Coach Westphal had this to say about his young center’s progress following the team meetings around the holidays:
I think DeMarcus is interested in becoming a really good NBA pro. He gets frustrated when things don’t go that way quickly every minute. The last three or four games, whatever it is, he’s giving himself a taste of what it’s like to push through and show the type of player he can be in this league.
In the four game stretch Coach Westphal is speaking of (again with the small sample size issue) DeMarcus Cousins is averaging 22.3 points (54.4% shooting), 9.7 rebounds, three assists and 1.5 steals a game in a nearly 34 minutes.
An impressive four game stretch for sure, but hidden in these four games are two specific developments. First up, two wins by the Kings. After losing 22 of 24 prior to the break, the Kings have shown a new ability to close out games late. Secondly, Cousins has shown an uncanny ability to improve as the game has progressed. Cousins has an idea why his game is advancing:
I think my focus is a lot better. I’m not letting the distractions of the referees or bad plays on my part determine the rest of my game. I used to make a bad play and keep it in my head. Now I let it go and move on to the next play or move on to the next play.

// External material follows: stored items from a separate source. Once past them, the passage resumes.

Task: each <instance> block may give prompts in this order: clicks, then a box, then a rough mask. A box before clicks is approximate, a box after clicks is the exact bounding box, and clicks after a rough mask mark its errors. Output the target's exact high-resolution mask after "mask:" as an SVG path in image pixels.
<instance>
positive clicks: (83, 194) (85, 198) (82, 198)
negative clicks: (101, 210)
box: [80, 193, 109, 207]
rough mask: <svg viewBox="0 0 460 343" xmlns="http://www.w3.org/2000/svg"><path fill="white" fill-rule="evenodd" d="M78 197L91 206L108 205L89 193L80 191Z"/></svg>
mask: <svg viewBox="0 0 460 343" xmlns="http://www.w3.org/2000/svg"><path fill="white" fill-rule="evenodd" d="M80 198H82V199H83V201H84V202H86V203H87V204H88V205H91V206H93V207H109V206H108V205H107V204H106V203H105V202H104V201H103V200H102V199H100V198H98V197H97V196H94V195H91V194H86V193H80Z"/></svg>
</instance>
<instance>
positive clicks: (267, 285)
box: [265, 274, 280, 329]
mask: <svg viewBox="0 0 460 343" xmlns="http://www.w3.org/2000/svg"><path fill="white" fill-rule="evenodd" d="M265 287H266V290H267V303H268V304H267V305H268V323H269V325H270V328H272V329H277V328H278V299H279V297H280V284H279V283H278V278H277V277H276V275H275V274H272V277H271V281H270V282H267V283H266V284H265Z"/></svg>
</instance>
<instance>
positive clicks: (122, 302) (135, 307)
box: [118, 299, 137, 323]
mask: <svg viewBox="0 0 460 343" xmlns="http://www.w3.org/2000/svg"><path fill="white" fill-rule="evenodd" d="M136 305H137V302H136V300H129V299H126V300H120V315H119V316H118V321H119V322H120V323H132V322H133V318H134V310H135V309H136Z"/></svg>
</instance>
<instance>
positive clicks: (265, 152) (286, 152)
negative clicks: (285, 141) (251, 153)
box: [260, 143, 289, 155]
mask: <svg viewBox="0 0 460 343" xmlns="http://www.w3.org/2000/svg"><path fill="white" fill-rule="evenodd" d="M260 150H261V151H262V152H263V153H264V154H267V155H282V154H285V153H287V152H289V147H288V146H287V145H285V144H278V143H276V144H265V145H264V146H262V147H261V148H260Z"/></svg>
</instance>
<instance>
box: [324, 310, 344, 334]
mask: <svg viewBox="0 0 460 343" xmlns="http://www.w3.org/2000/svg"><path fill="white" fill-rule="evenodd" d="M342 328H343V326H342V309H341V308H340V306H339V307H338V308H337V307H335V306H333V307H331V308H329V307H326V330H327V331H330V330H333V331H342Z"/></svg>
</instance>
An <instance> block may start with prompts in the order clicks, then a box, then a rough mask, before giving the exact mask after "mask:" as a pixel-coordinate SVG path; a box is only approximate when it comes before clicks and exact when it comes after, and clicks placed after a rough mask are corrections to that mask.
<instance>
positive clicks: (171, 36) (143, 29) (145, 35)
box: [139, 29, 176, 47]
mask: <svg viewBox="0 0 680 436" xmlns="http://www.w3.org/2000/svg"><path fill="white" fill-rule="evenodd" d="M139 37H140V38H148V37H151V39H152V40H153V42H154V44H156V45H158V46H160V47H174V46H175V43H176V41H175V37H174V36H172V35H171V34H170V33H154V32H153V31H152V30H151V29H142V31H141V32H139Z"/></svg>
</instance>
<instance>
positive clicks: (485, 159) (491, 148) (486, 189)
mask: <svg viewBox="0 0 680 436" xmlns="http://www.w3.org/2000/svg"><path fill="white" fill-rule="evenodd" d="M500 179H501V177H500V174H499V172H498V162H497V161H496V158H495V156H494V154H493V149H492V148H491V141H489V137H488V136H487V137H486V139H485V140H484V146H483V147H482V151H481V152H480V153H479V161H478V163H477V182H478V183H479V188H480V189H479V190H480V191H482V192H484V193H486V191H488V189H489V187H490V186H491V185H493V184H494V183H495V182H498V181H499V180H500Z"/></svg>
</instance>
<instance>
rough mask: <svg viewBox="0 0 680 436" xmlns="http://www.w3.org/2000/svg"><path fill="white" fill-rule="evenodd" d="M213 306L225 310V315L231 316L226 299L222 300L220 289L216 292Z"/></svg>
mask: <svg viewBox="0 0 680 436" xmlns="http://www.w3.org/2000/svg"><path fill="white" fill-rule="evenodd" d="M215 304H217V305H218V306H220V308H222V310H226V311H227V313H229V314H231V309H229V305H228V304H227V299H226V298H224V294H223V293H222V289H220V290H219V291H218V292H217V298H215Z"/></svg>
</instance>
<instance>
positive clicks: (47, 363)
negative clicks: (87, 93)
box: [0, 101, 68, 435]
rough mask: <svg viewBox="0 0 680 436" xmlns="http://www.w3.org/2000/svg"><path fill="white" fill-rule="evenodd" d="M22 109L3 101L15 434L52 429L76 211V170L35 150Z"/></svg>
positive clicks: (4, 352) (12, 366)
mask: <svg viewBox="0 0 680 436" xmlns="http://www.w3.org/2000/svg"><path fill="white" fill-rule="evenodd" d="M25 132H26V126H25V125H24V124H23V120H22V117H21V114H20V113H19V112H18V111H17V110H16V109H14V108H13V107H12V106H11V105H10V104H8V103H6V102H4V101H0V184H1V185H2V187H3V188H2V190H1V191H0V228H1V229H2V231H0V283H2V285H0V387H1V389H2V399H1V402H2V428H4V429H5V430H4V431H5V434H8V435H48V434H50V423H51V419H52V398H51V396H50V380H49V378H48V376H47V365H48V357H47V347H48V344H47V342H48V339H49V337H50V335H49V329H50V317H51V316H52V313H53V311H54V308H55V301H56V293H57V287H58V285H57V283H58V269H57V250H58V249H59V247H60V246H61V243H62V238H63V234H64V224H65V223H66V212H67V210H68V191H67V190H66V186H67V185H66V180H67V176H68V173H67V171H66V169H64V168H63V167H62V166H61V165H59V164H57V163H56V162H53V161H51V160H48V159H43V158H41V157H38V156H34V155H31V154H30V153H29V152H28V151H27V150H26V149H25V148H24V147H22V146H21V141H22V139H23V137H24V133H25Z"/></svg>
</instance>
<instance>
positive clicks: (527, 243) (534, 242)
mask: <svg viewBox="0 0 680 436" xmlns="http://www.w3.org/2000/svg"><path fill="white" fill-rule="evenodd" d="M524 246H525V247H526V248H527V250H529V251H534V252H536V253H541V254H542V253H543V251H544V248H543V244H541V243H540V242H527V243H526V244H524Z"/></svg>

With the wins, the excitement within the Kings’ fan base has also been resurrected and Cousins is a big reason for that. Cousins is animated and lives on an emotional edge. When things are going bad, things can really snowball, but when things are going good, he is a magnet for the fans and Coach Westphal agrees:
He is a lovable personality and everybody roots for someone who overtly cares, and DeMarcus has that going for him in a big way. You never want to take that away from him.
Dealing with an emotional player is nothing new for Coach Westphal. When he was in Phoenix, he had to contend with the great Charles Barkley. In Seattle, Gary Payton was his starting point guard. The biggest difference is that both of these players were veterans by the time Westphal got them as players. With Cousins, there has to be a foundation laid by the coaching staff and more specifically, Coach Westphal:
Really, the only weapon a coach has is to try and be consistent and have things tied to playing time that are important for him to learn. I really feel he appreciates that and someday, he’ll really appreciate it.
Coach Westphal doesn’t consider this youthful enthusiasm that exudes from Cousins as a detriment. In fact, he prefers it to some of the alternatives:
It’s a lot easier to tone somebody down who is passionate than it is to light a fire under somebody who doesn’t particularly care if they are there or not. The great thing about DeMarcus is, you don’t have to push him, he cares. He wants to be a great player and you can see that in everything he does. Sometimes you can see it a little too much and those are the things he has to learn how to temper but that passion is something the fans identify with and it’s what makes this game fun.
Cousins is a work-in-progress and at times a complete handful for the Kings’ coaches. Where his career path lies is still uncertain, but these early experiences under Coach Westphal’s guidance will go a long way toward establishing a foundation strong enough to help Cousins reach his ultimate goals. Those goals are lofty. Attainable, but lofty for a talent of his magnitude. For now, DeMarcus Cousins will have to learn his lessons the hard way, one gray hair on Coach Westphal’s head at a time.